1. ACTIVE CONTROL OF NATURAL TOLLMIEN-SCHLICHTING WAVES USING
PLASMA ACTUATORS
Abstract
Understanding, predicting and controlling laminar to turbulent transition is of great interest due to
the wide range of practical applications where transition is significant. Generally, turbulent flow has
an order of magnitude higher skin friction. Fuel savings of up to 25 % would be possible for a large
commercial aircraft if laminar flow could be maintained over the wings. At low to moderate
Reynolds number several types of airfoils show the development of Tollmien-Schlichting (T-S)
instabilities.
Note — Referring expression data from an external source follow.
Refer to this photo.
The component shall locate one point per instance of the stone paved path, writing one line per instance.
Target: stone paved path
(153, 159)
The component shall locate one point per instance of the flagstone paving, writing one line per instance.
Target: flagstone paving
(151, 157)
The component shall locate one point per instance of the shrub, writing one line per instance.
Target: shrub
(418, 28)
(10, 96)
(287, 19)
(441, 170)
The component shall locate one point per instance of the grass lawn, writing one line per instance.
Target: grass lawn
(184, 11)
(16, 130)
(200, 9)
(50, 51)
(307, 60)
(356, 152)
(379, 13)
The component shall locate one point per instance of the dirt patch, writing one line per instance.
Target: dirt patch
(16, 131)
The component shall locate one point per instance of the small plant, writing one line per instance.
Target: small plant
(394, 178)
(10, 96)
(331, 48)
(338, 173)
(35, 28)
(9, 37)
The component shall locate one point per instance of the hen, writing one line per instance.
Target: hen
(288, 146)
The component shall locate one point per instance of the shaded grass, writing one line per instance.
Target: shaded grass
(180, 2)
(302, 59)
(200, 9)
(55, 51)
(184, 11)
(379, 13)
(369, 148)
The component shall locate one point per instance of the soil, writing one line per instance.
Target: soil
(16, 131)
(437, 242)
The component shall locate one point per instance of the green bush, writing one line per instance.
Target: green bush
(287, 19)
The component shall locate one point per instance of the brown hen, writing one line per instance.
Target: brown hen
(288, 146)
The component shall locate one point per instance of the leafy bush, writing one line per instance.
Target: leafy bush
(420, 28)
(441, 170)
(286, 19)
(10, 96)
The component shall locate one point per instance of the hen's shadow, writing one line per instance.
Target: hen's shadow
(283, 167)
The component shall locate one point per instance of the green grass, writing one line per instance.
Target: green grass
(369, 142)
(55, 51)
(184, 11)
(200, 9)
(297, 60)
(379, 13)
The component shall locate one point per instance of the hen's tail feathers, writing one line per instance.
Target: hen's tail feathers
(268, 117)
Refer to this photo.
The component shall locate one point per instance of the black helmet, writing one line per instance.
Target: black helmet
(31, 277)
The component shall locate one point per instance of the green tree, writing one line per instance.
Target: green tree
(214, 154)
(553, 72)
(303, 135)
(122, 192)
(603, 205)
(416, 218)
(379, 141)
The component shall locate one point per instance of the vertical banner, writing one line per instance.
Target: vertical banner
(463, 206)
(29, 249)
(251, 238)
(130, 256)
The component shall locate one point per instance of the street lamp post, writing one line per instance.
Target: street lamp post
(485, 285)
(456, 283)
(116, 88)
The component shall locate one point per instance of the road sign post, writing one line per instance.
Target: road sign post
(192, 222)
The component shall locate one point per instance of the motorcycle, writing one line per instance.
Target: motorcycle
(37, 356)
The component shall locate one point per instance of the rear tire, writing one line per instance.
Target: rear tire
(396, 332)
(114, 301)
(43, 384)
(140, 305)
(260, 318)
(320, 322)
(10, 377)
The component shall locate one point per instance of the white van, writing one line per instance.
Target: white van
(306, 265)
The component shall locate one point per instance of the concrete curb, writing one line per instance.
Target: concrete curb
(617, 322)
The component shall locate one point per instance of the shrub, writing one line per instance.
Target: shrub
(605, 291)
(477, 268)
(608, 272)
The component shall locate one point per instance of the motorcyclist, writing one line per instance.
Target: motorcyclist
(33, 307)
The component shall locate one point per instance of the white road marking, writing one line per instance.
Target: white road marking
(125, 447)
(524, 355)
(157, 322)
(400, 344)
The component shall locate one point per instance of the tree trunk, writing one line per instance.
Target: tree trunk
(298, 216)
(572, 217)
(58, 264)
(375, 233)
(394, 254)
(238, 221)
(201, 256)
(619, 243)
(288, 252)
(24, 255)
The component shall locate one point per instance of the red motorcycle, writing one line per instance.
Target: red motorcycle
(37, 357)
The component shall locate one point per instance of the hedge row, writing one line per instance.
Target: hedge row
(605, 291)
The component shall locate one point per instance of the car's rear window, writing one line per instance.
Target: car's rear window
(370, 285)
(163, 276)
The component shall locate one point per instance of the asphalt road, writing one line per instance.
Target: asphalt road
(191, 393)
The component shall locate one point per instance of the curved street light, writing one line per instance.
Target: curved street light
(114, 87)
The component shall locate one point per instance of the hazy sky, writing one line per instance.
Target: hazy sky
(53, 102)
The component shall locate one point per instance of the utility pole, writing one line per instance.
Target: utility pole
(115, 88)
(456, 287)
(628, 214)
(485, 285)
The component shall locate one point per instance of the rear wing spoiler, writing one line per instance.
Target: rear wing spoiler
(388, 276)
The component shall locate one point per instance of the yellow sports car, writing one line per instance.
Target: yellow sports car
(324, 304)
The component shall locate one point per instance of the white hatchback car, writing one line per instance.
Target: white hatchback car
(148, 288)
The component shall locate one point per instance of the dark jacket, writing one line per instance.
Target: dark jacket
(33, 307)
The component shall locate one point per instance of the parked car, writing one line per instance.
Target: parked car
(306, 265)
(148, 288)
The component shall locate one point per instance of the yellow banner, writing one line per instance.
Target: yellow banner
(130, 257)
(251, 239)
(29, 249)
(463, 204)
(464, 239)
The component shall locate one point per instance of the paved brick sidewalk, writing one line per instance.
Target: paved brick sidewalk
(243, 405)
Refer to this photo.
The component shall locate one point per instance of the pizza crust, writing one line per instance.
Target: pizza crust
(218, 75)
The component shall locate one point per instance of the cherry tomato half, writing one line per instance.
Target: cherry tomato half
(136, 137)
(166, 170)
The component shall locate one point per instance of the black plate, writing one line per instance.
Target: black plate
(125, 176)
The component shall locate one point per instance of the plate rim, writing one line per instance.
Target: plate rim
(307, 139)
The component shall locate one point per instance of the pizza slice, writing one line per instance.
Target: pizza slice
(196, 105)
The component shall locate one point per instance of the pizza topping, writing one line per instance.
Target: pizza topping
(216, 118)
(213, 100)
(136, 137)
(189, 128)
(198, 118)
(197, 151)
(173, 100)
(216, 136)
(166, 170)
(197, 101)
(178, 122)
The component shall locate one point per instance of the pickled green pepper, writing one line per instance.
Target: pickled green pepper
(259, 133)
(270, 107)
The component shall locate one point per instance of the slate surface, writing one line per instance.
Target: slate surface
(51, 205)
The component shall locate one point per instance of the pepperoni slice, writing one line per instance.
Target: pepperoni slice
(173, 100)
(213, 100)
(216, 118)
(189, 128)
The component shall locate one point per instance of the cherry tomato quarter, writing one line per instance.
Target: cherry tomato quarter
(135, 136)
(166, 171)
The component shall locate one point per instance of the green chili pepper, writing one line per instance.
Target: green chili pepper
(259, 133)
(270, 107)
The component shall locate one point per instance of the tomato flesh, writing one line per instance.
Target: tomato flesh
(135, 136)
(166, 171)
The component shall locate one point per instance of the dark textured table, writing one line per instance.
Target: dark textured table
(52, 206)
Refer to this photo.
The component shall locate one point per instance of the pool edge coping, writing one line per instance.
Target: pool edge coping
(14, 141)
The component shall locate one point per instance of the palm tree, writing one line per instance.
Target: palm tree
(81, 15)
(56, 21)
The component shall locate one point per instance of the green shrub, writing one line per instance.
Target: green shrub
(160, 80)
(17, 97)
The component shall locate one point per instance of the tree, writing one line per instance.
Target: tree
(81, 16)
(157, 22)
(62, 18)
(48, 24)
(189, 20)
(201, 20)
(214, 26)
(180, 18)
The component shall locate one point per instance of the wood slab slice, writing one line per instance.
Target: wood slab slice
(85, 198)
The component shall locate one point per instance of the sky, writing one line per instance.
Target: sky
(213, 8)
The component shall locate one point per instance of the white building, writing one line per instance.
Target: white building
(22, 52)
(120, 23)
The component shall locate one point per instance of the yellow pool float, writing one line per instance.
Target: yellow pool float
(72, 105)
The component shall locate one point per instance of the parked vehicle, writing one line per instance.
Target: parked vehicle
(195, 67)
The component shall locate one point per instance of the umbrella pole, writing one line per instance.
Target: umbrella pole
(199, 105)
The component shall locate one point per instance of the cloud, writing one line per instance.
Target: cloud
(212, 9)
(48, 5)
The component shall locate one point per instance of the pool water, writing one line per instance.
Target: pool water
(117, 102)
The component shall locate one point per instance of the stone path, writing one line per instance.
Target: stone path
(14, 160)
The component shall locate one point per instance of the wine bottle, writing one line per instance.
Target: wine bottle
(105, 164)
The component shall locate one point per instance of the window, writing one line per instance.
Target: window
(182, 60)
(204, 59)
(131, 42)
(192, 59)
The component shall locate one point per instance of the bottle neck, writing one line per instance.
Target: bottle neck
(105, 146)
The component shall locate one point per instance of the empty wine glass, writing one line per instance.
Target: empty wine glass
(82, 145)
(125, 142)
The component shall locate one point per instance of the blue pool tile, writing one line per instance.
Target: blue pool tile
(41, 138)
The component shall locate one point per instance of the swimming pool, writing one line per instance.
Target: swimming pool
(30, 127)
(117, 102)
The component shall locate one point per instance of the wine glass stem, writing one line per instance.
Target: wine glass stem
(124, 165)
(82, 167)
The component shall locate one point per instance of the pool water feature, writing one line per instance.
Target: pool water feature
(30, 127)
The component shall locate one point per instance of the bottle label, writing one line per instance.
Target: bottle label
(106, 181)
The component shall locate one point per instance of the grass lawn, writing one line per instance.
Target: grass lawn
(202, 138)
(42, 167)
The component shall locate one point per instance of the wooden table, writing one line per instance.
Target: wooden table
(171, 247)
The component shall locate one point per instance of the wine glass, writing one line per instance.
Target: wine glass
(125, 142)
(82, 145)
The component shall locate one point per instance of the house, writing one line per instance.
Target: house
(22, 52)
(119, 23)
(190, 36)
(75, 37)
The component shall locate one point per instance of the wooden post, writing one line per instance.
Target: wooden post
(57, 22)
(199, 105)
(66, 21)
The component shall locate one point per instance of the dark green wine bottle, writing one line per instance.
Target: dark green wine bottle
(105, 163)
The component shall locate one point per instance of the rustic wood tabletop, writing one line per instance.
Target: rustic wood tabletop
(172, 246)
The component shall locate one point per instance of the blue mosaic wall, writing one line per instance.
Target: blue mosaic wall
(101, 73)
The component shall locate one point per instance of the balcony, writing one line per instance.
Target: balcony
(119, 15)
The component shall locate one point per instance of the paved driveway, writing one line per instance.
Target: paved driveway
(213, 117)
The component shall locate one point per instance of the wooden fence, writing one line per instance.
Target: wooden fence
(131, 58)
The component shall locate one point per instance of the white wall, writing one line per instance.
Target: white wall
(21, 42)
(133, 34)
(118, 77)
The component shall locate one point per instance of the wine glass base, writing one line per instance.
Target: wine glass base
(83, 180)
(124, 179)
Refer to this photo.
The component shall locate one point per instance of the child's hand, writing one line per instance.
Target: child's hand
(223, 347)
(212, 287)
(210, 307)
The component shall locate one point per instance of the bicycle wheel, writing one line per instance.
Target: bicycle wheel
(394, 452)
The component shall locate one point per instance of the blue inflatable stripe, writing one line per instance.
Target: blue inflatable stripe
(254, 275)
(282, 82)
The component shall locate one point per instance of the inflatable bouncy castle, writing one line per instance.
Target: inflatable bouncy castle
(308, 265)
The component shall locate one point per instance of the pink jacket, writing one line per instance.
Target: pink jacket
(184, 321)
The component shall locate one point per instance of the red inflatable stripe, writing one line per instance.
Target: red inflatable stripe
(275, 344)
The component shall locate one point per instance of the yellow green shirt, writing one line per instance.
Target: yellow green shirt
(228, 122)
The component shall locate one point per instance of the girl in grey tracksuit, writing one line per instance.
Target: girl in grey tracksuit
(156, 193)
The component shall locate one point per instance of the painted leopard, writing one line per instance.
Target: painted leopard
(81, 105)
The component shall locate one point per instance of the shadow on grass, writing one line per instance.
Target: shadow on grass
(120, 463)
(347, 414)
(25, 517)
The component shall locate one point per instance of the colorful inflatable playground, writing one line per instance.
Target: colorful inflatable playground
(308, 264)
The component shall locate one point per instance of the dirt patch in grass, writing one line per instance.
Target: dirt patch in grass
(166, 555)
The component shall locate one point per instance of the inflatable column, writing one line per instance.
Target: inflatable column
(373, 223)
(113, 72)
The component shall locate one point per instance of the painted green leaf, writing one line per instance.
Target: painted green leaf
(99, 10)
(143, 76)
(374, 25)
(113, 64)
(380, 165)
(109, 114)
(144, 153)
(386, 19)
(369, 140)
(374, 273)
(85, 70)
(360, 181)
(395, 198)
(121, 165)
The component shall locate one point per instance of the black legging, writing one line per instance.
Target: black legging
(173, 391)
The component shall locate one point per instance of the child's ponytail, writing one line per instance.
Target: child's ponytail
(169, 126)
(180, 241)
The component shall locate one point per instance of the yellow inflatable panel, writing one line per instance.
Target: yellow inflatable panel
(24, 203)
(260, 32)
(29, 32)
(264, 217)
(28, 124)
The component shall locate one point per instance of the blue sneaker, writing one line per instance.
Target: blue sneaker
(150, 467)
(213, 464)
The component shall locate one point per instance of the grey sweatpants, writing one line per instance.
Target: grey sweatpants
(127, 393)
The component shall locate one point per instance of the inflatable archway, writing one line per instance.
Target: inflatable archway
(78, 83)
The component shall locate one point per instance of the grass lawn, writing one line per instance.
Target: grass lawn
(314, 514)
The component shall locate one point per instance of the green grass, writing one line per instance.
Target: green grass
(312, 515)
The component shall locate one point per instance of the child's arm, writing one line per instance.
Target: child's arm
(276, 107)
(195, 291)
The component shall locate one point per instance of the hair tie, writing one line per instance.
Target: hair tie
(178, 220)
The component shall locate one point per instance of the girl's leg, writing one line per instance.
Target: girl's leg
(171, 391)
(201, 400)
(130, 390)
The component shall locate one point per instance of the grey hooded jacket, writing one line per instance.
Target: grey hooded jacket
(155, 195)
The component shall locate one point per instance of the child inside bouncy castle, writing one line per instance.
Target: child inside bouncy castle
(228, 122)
These T-S waves become the dominant cause of transition which is further amplified
by an adverse pressure gradient.
Natural T-S instabilities occur randomly as wave packets. Effective damping can only be achieved
by a closed loop feed-forward control algorithm. The current work presents an experimental study
on active control of natural T-S waves developing on the suction side of an NACA 0012 airfoil. A
closed-loop control system has been implemented using the filtered-x Least Mean Squares adaptive
algorithm based on Finite Impulse Response filters. Surface mounted microphones are used as
sensors. The controller drives a Dielectric Barrier Discharge plasma actuator placed along the span
of the airfoil. In contrast to the conventional sinusoidal signal, the actuator is powered using a
continuously adapted signal selected by the controller in order to damp the incoming wavetrain of
T-S waves. High speed 2-component Particle Image Velocimetry is used to characterize the flow in
the vicinity of the actuator. Several cases are tested using both open-loop and closed-loop actuation.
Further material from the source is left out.